Глухой и тревожной жизнью жили теперь станицы, проводив последние запасные резервы казаков на фронт. Радоваться было нечему. В большинстве хозяйств остались одни старики, малые дети и бабы. А между тем пришла пора сеять. И хоть погода не баловала вёдром, но земля властно звала к себе. Однако о былом посевном размахе думать не приходилось. Стариковскими да бабьими руками пашни не подымешь. К тому же невелики запасы зерна – минувший год был не ахти урожайный – многим соколинцам пришлось вконец разориться, ухлопав все до последнего на строевых коней и обмундирование для мобилизованных. Крепко подрезали линейный народ эти внеочередные сборы запасных казаков. Вот почему для доброй половины стоявших на грани полного разорения хозяйств вся надежда была только на войсковое вспомоществование.

Война затянулась. Безотрадные вести шли с передовых позиций. А пошатнувшиеся без надежных сыновних рук хозяйства, непосильные войсковые поставки и сборы и наконец эта недобрая, полная дурных предзнаменований весна – все это порождало в душах старых станичников невеселые думы и мрачные размышления о грядущих еще более горестных днях.

Как и прежде, отсиживались старые станичники в непогожие вечера в станичном правлении. Хмуро косясь на бушевавшую за окнами непогоду, старики поговаривали:

– Ну, добра, воспода станишники, не жди…

– Што там говорить. Прогневали, видно, мы господа бога.

– Ишо бы не прогневать – грозы, как перед ферганским походом.

– Дела – хуже некуды. Войне – ни конца, ни краю. Всех большаков замели. А тут, зачем не видишь, и до малолеток доберутся.

Старики посиживали, кто как и где сумел примоститься. Одни – по лавкам, другие на подоконниках. Третьи – лежали вразвалку прямо на дубовом полу.

Двое престарелых георгиевских кавалеров – дед Конотоп и дед Арефий,– доверчиво прижавшись друг к дружке бочком, мирно подремывали у печки. Сладко, в тон похрапывали они, пуская на мятые бороды светлую, по-детски прозрачную слюну.

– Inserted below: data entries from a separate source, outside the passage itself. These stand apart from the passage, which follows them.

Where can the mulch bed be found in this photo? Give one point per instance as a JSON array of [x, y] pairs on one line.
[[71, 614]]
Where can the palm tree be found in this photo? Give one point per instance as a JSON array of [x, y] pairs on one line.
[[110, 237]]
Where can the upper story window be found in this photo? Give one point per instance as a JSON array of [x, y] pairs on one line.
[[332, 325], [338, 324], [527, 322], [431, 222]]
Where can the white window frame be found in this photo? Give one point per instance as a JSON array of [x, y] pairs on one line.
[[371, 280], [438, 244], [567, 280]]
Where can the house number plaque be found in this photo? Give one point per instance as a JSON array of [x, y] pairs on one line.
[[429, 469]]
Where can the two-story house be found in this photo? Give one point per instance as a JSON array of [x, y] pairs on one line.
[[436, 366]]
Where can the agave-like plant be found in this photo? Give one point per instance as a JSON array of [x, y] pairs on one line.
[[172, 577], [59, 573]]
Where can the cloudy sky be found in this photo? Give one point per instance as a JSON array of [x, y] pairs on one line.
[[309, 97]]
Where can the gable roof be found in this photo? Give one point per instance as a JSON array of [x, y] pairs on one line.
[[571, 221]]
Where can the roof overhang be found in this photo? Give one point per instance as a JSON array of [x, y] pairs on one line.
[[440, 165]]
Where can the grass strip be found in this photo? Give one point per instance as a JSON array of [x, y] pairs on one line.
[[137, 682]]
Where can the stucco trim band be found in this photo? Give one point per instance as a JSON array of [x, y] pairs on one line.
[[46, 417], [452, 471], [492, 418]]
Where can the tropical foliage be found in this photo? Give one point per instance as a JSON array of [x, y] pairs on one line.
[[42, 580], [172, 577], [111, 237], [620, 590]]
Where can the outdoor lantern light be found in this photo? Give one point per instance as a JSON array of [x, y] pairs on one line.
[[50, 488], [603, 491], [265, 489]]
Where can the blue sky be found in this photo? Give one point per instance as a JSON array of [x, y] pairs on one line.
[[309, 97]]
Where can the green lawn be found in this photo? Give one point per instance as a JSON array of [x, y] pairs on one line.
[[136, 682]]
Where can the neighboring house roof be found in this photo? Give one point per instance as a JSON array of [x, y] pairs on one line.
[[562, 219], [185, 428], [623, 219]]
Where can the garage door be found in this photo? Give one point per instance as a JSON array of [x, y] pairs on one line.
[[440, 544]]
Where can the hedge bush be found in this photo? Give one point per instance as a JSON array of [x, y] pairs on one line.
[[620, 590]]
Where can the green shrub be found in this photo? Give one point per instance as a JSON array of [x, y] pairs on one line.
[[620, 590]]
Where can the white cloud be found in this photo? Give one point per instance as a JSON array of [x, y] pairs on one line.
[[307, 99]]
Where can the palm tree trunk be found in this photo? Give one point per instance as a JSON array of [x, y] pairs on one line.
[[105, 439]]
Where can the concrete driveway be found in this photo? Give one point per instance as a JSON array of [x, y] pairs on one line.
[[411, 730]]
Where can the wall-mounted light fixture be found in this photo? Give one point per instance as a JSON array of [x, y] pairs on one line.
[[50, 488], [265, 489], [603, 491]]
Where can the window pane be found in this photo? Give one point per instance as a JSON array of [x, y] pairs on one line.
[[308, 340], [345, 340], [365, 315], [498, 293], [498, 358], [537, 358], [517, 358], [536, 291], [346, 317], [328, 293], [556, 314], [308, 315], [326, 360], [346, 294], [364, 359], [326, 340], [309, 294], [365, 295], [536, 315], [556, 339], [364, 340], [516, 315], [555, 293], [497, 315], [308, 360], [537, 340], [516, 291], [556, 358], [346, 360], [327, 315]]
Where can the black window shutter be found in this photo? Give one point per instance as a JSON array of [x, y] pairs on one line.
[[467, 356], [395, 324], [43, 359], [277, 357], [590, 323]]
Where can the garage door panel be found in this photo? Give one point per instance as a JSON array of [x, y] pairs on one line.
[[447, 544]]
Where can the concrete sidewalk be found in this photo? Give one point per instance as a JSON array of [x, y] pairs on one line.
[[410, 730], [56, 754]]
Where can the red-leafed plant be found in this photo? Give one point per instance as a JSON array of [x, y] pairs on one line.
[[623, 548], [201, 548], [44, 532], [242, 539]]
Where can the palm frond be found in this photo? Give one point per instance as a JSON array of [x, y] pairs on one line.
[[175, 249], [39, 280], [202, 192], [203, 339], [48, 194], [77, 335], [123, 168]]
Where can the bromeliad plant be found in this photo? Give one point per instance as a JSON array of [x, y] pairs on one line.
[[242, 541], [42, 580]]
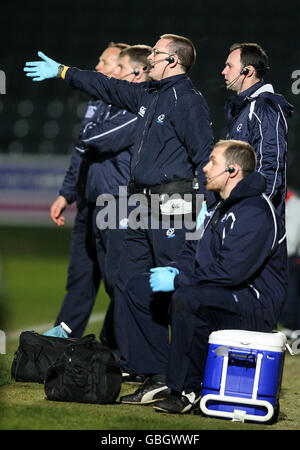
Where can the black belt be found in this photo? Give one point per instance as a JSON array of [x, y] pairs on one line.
[[174, 187]]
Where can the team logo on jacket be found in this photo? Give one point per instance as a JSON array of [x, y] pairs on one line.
[[161, 118], [239, 127], [124, 223], [170, 233], [142, 111]]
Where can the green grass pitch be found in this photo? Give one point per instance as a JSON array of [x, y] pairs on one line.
[[34, 266]]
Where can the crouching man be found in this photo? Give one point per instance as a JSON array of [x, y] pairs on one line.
[[233, 277]]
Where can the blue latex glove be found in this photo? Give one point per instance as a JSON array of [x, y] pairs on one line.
[[41, 70], [201, 216], [61, 330], [162, 278]]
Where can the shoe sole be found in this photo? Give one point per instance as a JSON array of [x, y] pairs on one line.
[[149, 397], [148, 402], [189, 409]]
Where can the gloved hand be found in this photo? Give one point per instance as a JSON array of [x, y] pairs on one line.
[[162, 278], [201, 215], [61, 330], [41, 70]]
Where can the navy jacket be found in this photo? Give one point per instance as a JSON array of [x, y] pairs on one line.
[[101, 158], [243, 247], [173, 134], [258, 116]]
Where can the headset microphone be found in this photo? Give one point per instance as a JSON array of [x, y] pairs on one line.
[[170, 59], [230, 169], [245, 71]]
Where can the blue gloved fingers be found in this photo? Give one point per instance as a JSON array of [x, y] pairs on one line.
[[45, 57], [157, 269], [29, 65], [162, 281]]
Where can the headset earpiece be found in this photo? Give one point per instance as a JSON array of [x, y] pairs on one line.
[[245, 71], [170, 59]]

Несмотря на преклонный возраст, кавалеры держались еще крепко. Прожив долгую и нелегкую жизнь, не растратили они в походах и битвах отпущенных им природой сил и сберегли на закате дней своих ясность мысли. Вот почему не пропускали деды ни одного станичного схода, принимая живейшее участие во всех спорных общественных делах. Как правило, кавалеры являлись в правление раньше всех, при первом же окрике десятника. Хватнув по цигарке суворовского самосада, от которого драло глотки, кавалеры усаживались к печке и уютно дремали. Просыпались они оба враз, как по команде, в разгар междоусобного спора одностаничников и тотчас же встревали в него.

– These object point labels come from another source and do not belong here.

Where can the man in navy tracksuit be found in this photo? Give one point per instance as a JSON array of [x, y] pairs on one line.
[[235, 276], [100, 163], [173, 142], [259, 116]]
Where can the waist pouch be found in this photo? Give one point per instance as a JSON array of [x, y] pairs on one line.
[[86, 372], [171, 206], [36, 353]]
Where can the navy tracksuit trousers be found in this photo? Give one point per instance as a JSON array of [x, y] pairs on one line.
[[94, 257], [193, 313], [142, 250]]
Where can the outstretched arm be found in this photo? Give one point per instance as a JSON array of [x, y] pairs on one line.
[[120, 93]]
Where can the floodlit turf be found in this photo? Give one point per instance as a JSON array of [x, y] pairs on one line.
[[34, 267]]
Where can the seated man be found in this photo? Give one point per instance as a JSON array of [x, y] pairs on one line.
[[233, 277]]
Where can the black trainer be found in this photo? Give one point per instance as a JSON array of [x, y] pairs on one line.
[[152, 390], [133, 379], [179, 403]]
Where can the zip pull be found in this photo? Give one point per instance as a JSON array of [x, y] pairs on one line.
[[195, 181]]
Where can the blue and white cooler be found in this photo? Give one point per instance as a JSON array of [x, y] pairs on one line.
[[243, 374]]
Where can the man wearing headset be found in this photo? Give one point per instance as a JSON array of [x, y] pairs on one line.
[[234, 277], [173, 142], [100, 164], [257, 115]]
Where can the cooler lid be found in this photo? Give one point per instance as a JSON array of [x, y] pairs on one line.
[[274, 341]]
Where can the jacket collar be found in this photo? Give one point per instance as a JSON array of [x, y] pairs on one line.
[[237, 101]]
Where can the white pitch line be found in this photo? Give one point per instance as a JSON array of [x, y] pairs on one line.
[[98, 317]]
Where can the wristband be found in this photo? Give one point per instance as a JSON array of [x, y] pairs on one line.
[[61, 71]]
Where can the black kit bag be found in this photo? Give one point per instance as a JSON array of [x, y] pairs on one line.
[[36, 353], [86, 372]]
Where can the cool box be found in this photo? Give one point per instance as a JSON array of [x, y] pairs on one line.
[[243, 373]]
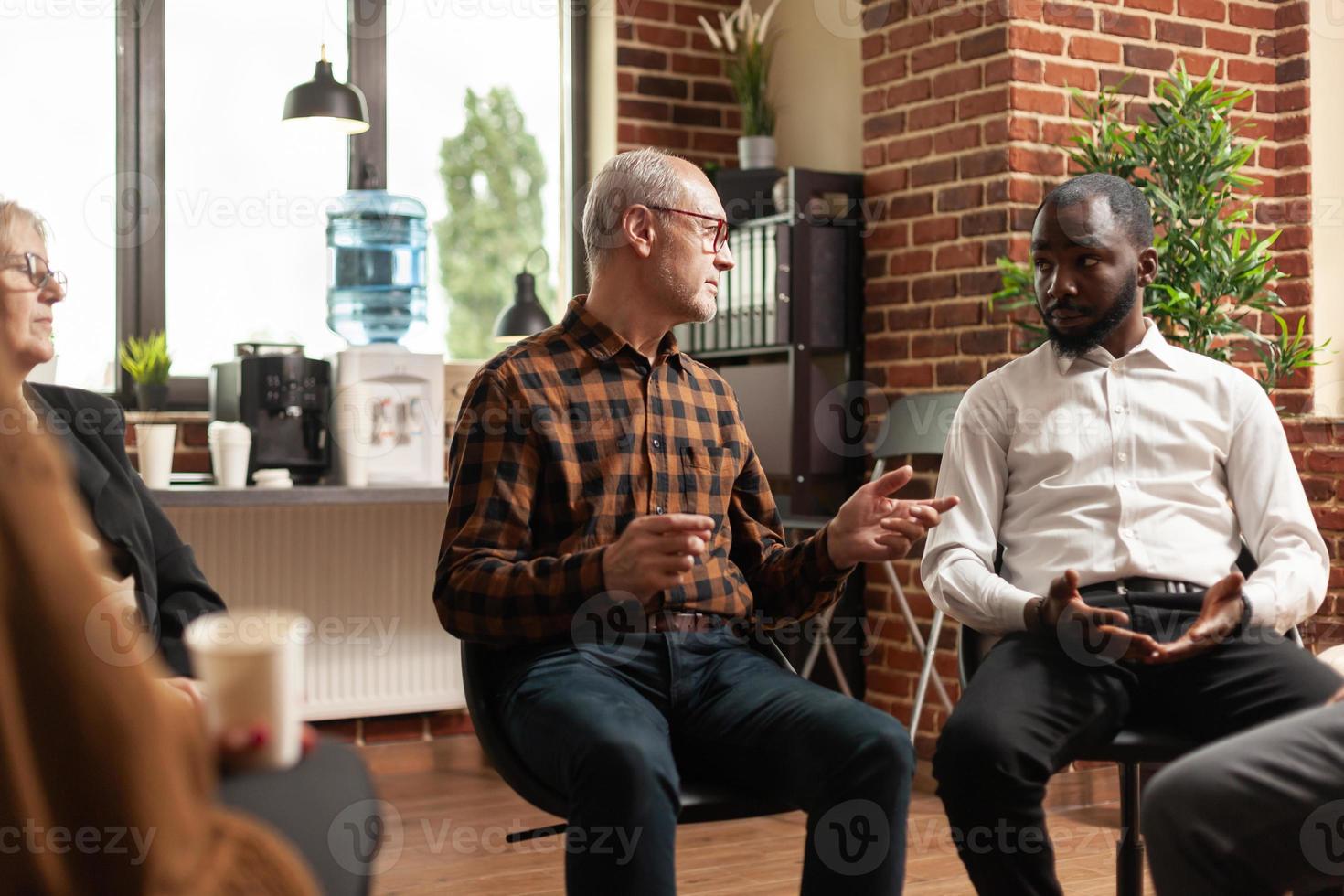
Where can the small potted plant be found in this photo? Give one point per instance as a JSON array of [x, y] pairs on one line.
[[148, 363], [743, 37]]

Так же вот проснулись кавалеры и в тот мартовский вечер, когда в станичном правлении поднялись невероятный грохот и шум. С трудом протиснувшись сквозь сгрудившуюся вокруг писарского стола толпу, деды растерянно оглядывались вокруг, не понимая спросонок, чью им принять сторону. За столом, в густом табачном дыму, стоял во весь рост писарь Лука Иванов. Он потрясал какой-то бумагой, норовя утихомирить разбушевавшихся станичников. Но немощный голос писаря тонул в шуме травленых казачьих глоток. Почернев от крика, жмуря покосевшие от гнева глаза, не слушая и не понимая друг друга, старики вопили:

– Дожили, воспода станишники!

– Довоевались…

– Мало им, что сыны наши кровь третий год проливают, так они с нас последние подштанники содрать норовят.

– И сдерут. Разинь только рот.

– Мы ему прошение о помощи подавали, а он нас новой контрибуцией наградил.

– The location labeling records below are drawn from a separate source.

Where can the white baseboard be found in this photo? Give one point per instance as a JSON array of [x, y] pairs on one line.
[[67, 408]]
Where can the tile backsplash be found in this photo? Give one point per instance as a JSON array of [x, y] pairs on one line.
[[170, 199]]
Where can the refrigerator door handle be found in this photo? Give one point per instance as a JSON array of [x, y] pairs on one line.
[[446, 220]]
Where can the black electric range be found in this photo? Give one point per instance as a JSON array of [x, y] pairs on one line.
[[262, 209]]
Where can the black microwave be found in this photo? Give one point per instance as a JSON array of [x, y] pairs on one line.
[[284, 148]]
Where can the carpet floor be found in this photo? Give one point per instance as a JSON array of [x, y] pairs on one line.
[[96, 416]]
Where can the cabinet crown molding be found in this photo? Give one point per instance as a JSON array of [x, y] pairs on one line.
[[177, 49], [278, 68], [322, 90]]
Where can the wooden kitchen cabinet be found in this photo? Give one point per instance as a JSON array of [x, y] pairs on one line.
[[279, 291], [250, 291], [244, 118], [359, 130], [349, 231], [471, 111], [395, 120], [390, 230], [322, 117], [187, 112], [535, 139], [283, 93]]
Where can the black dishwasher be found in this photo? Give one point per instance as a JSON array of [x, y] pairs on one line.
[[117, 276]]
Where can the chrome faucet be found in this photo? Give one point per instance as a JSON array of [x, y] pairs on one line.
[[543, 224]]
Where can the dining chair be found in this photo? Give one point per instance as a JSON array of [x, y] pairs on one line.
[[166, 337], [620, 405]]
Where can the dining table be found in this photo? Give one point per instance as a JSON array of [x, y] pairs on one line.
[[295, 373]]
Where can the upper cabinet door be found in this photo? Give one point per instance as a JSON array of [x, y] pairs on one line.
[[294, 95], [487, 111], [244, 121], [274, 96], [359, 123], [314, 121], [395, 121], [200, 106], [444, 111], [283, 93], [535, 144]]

– Не тот штемпель поставил…

– Усоборовал, туды его мать…

– Што?! Это кого туды его мать? Вы што, одурели, воспода станишники?! Кого материте? Это наместника-то края пушить так изволите в присутственном месте?!– закричал писарь.

– А што нам наместник!

– Правильно. Што он – у бога теленка съел?

– Молчать! Смирно! Под военно-полевой суд захотели?!– крикнул сорвавшимся голосом писарь.

– Ого, видали его, воспода станишники. Вот напужал, аж в коренном зубу заныло!– крикнул, прыгнув при этом на лавку, Кирька Караулов.

Станичники, придвинувшись к писарю, пригрозили:

– Ты шибко-то рта не разевай на нас, восподин письмоводитель. Как бы мы к тебе за душой в нутро не слазили…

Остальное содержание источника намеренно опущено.